Control system of automobile heating device

Technical Field

The invention relates to the technical field of automobile air conditioners, in particular to a control system of an automobile heating device.

Background

With the implementation of national energy-saving emission-reduction policy, new energy vehicles become the leading soldiers in response to national energy-saving emission-reduction strategies. The vehicle air conditioner can effectively improve the driving comfort and is an important assistance force which can be popularized by new energy vehicles.

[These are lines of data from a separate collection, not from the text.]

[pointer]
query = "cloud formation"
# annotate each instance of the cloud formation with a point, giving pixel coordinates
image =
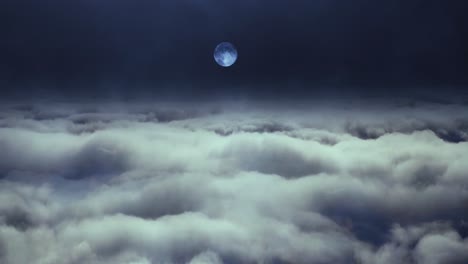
(179, 184)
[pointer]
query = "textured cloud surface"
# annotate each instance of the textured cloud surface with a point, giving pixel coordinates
(239, 184)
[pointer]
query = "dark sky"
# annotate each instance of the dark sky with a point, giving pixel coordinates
(130, 48)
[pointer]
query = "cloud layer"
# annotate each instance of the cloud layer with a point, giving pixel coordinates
(238, 184)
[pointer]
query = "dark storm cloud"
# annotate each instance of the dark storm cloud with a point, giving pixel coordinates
(179, 192)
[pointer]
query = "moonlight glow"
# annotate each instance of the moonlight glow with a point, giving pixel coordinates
(225, 54)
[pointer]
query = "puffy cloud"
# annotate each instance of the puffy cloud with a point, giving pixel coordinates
(238, 185)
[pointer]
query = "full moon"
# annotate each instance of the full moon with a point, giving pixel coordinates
(225, 54)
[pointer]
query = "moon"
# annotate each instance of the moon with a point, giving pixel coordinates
(225, 54)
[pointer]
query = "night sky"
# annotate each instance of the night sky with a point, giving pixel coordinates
(339, 136)
(304, 48)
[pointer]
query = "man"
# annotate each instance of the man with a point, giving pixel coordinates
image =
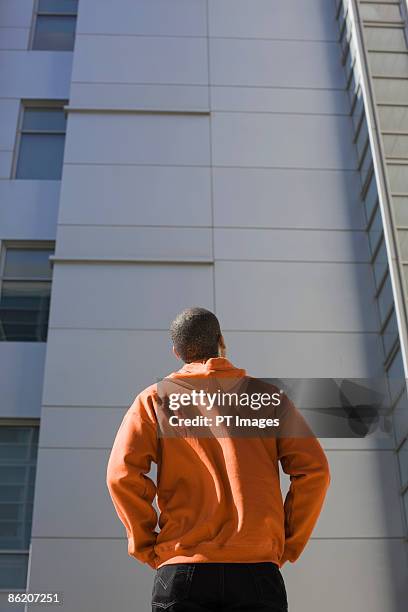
(224, 529)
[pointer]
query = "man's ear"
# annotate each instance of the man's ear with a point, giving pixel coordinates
(221, 346)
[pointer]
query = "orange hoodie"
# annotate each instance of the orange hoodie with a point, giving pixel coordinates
(219, 498)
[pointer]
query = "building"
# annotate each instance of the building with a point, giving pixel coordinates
(249, 156)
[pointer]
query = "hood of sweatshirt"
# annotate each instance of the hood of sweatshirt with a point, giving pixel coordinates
(219, 367)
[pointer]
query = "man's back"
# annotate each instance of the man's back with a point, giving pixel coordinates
(218, 493)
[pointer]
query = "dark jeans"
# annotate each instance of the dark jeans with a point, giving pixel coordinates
(209, 587)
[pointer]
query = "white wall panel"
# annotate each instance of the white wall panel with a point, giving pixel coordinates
(363, 499)
(6, 158)
(29, 209)
(21, 378)
(138, 139)
(16, 13)
(267, 140)
(132, 195)
(132, 96)
(280, 100)
(283, 19)
(145, 59)
(291, 245)
(8, 123)
(14, 38)
(139, 296)
(351, 575)
(93, 575)
(104, 367)
(146, 17)
(302, 355)
(260, 63)
(151, 243)
(44, 75)
(74, 474)
(99, 424)
(287, 198)
(295, 296)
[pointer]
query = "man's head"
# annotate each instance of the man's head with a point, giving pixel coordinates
(196, 335)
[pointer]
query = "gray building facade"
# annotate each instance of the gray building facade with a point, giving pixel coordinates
(248, 156)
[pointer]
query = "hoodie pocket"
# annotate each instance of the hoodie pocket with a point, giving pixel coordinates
(172, 584)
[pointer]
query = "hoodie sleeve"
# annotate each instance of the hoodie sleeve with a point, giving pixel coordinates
(303, 458)
(131, 491)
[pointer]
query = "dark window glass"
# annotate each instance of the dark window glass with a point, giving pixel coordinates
(18, 458)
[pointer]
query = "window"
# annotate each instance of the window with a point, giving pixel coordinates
(41, 143)
(18, 458)
(25, 288)
(55, 23)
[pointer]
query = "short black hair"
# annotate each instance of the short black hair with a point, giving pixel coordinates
(196, 333)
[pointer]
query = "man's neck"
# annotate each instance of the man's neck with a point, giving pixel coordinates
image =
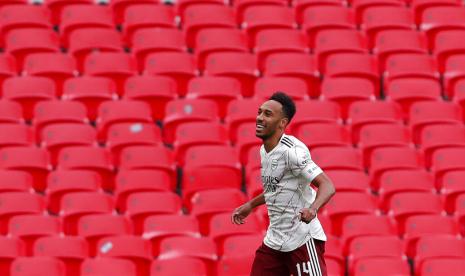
(272, 142)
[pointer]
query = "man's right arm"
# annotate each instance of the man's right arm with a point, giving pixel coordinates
(241, 212)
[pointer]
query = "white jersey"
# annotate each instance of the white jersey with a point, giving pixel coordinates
(286, 173)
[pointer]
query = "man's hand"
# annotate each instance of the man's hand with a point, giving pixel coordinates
(307, 214)
(241, 213)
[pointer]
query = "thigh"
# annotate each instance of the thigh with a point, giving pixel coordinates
(269, 262)
(308, 259)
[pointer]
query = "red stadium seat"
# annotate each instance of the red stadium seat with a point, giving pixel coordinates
(447, 44)
(382, 266)
(348, 203)
(361, 6)
(460, 211)
(331, 42)
(417, 227)
(132, 248)
(378, 19)
(145, 16)
(178, 265)
(181, 71)
(31, 227)
(152, 158)
(122, 135)
(206, 202)
(439, 266)
(184, 111)
(355, 65)
(419, 6)
(120, 7)
(56, 7)
(440, 136)
(18, 89)
(75, 205)
(15, 181)
(364, 113)
(140, 88)
(294, 87)
(140, 180)
(15, 135)
(14, 17)
(10, 249)
(423, 114)
(10, 112)
(219, 40)
(83, 17)
(53, 112)
(24, 266)
(85, 41)
(447, 160)
(385, 159)
(240, 66)
(400, 181)
(200, 248)
(202, 16)
(344, 91)
(32, 160)
(107, 266)
(364, 248)
(88, 158)
(356, 227)
(116, 112)
(19, 43)
(393, 42)
(349, 180)
(437, 19)
(116, 66)
(259, 18)
(71, 250)
(429, 248)
(404, 205)
(58, 136)
(62, 182)
(336, 158)
(411, 90)
(402, 66)
(240, 111)
(310, 112)
(324, 135)
(295, 65)
(140, 205)
(197, 134)
(222, 90)
(157, 40)
(91, 91)
(98, 226)
(159, 227)
(270, 42)
(327, 17)
(56, 66)
(452, 188)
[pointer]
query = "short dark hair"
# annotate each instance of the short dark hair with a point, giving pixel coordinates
(287, 103)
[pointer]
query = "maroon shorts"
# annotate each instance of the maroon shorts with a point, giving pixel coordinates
(305, 260)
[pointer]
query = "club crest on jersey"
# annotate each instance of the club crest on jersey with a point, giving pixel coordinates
(274, 164)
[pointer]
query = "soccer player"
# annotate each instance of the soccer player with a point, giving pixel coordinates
(294, 242)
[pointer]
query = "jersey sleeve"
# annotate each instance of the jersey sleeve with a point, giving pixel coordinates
(301, 163)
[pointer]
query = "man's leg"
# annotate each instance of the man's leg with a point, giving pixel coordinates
(308, 259)
(269, 262)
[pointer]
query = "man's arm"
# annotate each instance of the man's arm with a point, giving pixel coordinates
(325, 191)
(243, 211)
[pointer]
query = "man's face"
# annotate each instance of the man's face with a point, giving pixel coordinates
(269, 119)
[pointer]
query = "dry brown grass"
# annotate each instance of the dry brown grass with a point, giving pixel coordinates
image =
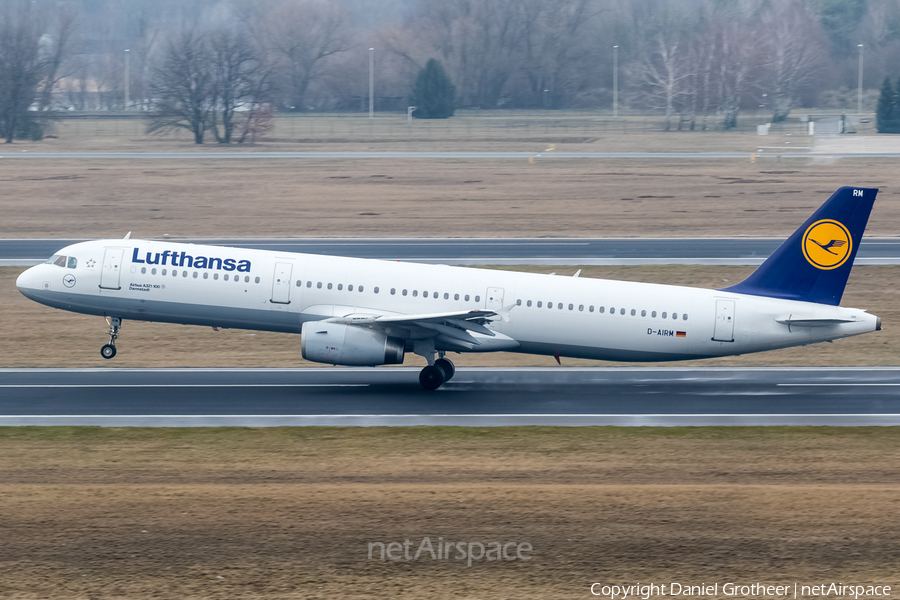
(37, 336)
(428, 197)
(288, 513)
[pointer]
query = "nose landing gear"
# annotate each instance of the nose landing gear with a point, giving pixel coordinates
(109, 350)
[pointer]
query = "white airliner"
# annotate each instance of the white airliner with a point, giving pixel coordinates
(369, 312)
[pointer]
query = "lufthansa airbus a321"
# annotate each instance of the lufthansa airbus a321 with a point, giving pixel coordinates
(368, 312)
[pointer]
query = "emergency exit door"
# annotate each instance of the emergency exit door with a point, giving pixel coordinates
(493, 299)
(724, 331)
(112, 269)
(281, 283)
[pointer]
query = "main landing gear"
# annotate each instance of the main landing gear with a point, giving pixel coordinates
(434, 376)
(109, 350)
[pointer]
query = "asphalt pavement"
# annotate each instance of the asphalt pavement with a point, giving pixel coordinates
(474, 397)
(548, 251)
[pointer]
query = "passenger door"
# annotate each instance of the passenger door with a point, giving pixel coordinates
(724, 331)
(112, 268)
(281, 283)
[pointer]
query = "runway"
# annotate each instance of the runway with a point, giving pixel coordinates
(474, 397)
(546, 251)
(243, 155)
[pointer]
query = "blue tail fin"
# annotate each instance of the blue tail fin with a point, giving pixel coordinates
(814, 263)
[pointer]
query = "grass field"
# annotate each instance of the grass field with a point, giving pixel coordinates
(38, 336)
(289, 513)
(428, 197)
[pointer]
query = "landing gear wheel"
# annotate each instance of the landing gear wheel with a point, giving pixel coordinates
(447, 367)
(431, 377)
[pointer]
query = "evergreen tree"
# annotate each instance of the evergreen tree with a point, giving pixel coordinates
(884, 114)
(433, 95)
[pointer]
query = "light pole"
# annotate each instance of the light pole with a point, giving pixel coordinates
(127, 54)
(859, 88)
(615, 81)
(371, 83)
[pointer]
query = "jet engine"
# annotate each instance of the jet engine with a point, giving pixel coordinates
(338, 344)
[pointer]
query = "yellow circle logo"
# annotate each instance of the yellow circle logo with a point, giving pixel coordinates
(827, 244)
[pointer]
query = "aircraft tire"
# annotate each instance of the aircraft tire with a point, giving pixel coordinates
(431, 377)
(447, 367)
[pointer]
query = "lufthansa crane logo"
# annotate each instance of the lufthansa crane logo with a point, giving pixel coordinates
(827, 244)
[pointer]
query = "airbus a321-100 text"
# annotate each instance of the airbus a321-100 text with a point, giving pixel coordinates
(367, 312)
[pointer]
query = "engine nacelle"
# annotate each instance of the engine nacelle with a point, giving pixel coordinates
(338, 344)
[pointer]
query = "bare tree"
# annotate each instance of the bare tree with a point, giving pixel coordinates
(241, 84)
(183, 87)
(793, 53)
(303, 35)
(22, 67)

In new energy vehicles, especially pure electric vehicles, there is a special optimization demand for the consumption of vehicle energy. In the aspect of traditional vehicle air conditioner control, a PTC (positive temperature coefficient) component for heating of an air conditioning system is simple on-off control, so that certain waste exists in energy consumption, and discomfort of a user is caused due to the fact that the PTC (positive temperature coefficient) component is excessive. Generally, a relay is used for control, but the PTC relay is limited by a PTC relay control mode, so that the heating quantity of the PTC cannot be adjusted, and the problems of energy waste and poor user experience exist.

Disclosure of Invention

The invention aims to overcome the defects of the prior art and provides a control system of an automobile heating device, which can control the operation of a PTC (positive temperature coefficient) to realize quick closing and more flexible adjustment.

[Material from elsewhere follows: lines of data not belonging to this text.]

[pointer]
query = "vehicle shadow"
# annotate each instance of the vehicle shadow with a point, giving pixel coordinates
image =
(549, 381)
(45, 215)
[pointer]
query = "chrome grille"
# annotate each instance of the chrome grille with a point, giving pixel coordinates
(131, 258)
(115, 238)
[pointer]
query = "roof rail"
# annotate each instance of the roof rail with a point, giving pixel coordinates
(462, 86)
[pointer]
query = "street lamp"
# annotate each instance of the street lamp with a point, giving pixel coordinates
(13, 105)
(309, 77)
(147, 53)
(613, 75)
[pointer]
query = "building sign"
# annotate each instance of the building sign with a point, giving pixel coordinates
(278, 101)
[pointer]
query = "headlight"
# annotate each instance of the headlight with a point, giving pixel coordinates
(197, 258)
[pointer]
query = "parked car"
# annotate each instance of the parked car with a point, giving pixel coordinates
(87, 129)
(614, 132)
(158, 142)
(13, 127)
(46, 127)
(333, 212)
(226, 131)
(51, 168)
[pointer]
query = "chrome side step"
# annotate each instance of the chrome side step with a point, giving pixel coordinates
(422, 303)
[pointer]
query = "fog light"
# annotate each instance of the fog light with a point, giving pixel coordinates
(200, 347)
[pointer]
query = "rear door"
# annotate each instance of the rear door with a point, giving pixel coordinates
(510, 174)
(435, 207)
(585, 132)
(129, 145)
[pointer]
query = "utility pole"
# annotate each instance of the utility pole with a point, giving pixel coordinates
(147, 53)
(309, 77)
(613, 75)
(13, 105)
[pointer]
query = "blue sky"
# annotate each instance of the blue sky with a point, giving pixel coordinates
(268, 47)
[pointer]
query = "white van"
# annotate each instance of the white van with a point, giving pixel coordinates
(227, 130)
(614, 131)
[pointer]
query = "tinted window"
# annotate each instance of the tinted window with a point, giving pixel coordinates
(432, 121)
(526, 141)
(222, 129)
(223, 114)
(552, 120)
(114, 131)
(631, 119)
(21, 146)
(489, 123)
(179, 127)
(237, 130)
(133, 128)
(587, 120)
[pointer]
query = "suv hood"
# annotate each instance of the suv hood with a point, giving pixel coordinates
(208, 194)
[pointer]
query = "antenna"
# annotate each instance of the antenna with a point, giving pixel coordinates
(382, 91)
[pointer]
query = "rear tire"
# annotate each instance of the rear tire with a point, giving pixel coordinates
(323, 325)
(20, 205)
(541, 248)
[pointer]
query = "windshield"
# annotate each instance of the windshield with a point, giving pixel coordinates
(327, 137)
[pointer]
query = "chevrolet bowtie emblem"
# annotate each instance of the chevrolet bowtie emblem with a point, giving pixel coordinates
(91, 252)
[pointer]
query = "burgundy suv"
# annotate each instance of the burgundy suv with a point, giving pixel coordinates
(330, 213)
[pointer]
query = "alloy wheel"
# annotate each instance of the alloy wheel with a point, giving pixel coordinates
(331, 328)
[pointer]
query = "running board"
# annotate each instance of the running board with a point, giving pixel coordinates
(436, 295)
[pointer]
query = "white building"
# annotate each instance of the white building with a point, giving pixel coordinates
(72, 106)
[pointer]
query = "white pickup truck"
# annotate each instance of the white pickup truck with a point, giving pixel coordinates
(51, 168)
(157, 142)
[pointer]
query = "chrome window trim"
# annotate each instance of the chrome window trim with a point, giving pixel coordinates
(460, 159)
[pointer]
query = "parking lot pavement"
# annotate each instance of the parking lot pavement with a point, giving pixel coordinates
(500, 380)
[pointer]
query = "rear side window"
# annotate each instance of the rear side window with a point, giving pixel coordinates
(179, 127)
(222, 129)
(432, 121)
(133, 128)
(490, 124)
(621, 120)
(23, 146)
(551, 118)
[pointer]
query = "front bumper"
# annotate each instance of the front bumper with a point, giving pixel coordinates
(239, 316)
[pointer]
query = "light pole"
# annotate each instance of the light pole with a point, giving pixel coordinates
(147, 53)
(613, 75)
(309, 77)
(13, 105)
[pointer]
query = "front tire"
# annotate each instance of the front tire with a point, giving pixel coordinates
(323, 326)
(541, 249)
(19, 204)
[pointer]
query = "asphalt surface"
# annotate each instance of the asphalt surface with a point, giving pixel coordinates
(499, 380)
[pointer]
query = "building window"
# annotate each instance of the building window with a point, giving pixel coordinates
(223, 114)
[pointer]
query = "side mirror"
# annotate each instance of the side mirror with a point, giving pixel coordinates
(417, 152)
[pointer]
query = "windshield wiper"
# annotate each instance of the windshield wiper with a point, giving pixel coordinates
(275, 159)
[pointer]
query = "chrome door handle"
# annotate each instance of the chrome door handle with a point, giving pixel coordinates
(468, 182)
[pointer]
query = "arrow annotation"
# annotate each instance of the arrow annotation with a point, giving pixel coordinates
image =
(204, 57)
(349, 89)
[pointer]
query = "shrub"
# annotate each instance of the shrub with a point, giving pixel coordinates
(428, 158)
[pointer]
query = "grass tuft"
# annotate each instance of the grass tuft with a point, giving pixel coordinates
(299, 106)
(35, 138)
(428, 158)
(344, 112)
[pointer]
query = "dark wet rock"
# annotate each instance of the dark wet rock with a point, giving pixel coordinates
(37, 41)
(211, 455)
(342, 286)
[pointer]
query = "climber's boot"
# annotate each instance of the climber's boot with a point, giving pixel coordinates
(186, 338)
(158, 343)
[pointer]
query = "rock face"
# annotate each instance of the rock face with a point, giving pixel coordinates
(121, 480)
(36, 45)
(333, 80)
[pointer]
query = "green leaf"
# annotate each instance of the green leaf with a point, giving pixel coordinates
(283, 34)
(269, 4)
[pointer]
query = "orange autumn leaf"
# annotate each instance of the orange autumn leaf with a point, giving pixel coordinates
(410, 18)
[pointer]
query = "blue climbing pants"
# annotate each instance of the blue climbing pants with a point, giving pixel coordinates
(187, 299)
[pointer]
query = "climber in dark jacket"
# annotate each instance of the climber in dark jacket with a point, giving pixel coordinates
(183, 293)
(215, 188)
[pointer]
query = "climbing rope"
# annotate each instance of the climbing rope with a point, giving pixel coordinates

In order to achieve the purpose, the invention adopts the technical scheme that: a control system of an automobile heating device comprises a PTC controller, wherein a high-voltage input end of the PTC controller is connected with a high-voltage positive electrode, a high-voltage output end of the PTC controller is connected with a PTC high-voltage positive electrode interface, a low-voltage end of a power supply of the PTC controller is connected with a PTC high-voltage negative electrode interface, and the PTC high-voltage negative electrode interface is connected with a high-voltage negative electrode; the PTC controller is provided with a low-voltage control end, and the low-voltage control end of the PTC controller inputs a PWM signal to control the power-on work of the PTC through the PTC controller.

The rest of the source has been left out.